The 2006 World Cup is remembered fondly as a “summer fairy tale” in host country Germany because of the unusually hot weather, party atmosphere and strong performance of its national team, which finished third in the tournament.
But a decade later, the scales are falling from the eyes of many fans amid revelations that the nation’s soccer federation paid and covered up bribes to win the right to host the games, in what is turning out to be a big corruption scandal.
On Thursday, the Süddeutsche Zeitung newspaper in Munich and two state-run broadcasters – NDR and WDR – reported that members of the DFB German Football Association systematically tried to cover up a €6.7 million ($7.2 million) in payments to African voting members to win the right to host the 2006 games.
The news organizations cited a confidential report prepared by Freshfields Bruckhaus Deringer, a London law firm hired by DFB to investigate the scandal. The report, according to the news organizations, cites information that increasingly suggests German soccer officials engaged in a votes-for-cash deal to win the prestigious tournament.
According to an advance copy of the internal report, German bribes helped the country secure the 2006 games, and may have also helped South Africa win the right to host the games four years later.
“A cover-up at the highest level.”
The report, based on interviews and uncovered DFB documents, was described as a draft by the media organizations and is expected to be released in late February or early March.
Stefan Hans, a former DFB vice president and one of several officials investigated by the law firm, spoke of a “cover-up at the highest level,” according to the report.
It claims that Wolfgang Niersbach, the former president of DFB who was resigned over slush fund allegations, knew about dubious deals between the German organizing committee, of which he was a member, and FIFA, world’s soccer governing body, but didn’t inform the association.
The investigation involves money lent to the DFB by then-Adidas Chief Executive Robert Louis-Dreyfus, who died in 2009. Mr. Niersbach said DFB used the money to pay FIFA to release a grant of €170 million to help Germany stage the 2006 tournament.
FIFA has denied this explanation, and an internal audit has failed to find any trace of the €6.7 million in the DFB’s tax documents.

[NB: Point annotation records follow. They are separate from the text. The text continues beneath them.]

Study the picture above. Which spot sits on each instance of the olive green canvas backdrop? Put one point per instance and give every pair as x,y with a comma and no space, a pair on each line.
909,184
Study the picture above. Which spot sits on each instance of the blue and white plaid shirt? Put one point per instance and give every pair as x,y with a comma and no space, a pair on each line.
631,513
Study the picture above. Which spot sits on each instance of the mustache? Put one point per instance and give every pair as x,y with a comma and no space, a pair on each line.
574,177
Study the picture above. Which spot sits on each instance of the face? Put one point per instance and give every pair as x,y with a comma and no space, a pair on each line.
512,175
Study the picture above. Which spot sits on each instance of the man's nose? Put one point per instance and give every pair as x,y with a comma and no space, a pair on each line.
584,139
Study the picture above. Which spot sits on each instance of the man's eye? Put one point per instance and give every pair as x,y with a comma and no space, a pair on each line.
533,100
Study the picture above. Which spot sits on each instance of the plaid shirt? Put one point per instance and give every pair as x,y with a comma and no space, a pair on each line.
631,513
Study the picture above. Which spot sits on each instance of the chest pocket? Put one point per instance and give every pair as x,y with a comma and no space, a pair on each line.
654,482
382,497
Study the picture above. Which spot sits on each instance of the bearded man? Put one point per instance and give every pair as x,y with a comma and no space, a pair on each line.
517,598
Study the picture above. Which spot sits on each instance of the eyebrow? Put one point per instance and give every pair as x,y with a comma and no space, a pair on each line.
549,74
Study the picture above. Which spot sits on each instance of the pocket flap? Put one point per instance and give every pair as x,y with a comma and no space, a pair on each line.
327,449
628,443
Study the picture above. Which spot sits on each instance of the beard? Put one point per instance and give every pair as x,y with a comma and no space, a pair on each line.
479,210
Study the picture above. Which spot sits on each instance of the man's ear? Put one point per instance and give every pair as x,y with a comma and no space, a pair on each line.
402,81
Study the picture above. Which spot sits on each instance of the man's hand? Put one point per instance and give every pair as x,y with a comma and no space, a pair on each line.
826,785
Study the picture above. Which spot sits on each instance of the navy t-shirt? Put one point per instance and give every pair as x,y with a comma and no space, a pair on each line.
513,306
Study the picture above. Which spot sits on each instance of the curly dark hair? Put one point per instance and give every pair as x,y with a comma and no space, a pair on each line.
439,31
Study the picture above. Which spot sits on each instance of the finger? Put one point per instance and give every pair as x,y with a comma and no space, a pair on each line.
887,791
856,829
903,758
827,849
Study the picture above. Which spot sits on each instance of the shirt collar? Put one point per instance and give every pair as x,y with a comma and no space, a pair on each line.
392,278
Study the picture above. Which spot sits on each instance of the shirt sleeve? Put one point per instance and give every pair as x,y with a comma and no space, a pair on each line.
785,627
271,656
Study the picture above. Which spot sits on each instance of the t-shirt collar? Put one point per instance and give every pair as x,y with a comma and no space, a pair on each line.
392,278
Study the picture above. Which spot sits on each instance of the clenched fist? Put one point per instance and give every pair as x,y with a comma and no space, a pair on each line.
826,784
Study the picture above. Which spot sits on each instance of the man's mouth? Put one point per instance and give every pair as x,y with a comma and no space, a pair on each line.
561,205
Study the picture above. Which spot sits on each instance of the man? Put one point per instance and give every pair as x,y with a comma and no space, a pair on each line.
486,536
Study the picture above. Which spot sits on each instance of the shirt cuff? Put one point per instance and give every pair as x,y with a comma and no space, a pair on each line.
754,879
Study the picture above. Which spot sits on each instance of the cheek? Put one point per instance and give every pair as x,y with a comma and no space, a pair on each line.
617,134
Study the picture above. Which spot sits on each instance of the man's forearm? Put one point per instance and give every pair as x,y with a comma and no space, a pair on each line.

Freshfields also disclosed DFB documents showing that some of the money, about €250,000, supposedly went to support soccer programs in South Africa. Those and other documents linked to the 2006 games were found in a DFB office.
Franz Beckenbauer, the German soccer legend who led the country’s 2006 World Cup organizing committee, allegedly signed a contract for the €6.7 million payment with the then-FIFA vice chairman Jack Warner.

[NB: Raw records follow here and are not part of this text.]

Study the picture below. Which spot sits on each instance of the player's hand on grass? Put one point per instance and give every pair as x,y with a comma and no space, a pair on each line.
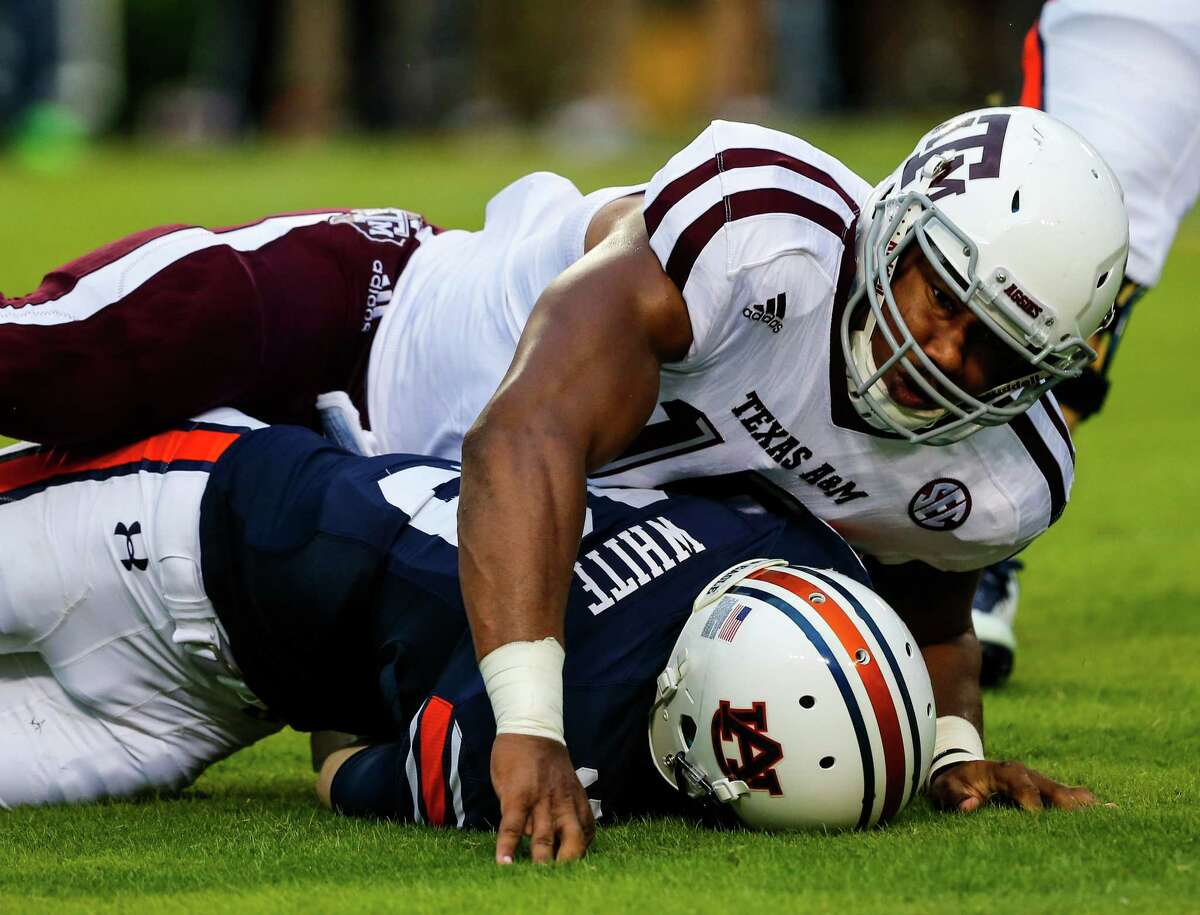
540,797
971,785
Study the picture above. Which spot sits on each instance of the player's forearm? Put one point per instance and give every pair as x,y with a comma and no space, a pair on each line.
520,519
954,671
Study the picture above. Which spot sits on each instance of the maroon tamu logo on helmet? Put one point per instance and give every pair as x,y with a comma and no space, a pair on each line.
757,753
949,180
941,504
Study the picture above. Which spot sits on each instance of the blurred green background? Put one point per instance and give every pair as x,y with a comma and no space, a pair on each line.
1105,689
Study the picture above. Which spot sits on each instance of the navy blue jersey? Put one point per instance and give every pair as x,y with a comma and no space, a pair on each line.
336,578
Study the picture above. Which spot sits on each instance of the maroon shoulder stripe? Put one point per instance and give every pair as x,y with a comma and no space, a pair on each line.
675,192
773,199
756,157
729,160
691,241
1050,406
738,207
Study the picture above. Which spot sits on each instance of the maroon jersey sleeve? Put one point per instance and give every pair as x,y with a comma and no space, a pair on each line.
174,321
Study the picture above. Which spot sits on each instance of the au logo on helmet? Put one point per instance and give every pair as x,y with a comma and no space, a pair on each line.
757,753
941,504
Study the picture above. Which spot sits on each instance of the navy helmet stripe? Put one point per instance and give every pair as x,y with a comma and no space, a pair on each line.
910,712
847,694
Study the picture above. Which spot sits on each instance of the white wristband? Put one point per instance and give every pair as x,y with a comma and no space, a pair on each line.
525,682
957,741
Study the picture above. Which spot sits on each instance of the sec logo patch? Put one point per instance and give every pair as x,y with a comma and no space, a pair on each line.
941,504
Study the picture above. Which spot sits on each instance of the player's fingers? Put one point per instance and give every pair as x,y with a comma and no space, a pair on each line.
949,791
508,836
541,842
571,841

The contact was drafted four days before the World Cup vote in July 2000, when Germany edged out South Africa by a single vote to win the 2006 games. Mr. Warner was banned from soccer for life last year by FIFA for being involved in corruption.
Mr. Beckenbauer had long refused to disuss the events that led up to the awarding of the 2006 tournament, but broke his silence in November, saying he was unaware of any illegality. In an interview with Süddeutsche Zeitung, he pled ignorance, saying he had “blindly signed” contracts put in front of him.
On Saturday, Süddeutsche Zeitung reported that the U.S. Federal Bureau of Investigation had launched an investigation into the awarding of the 2006 tournament, following probes by Swiss and German prosecutors.
The FBI is concerned with parallels between the 2000 payment by the DFB and another bribe that Mr. Warner is suspected of receiving from organizers of the 2010 World Cup in South Africa.
The DFB is currently without an elected president after Mr. Niersbach, who is still a member of the FIFA executive committee, stepped down in November. Both he and Mr. Beckenbauer have denied wrongdoing.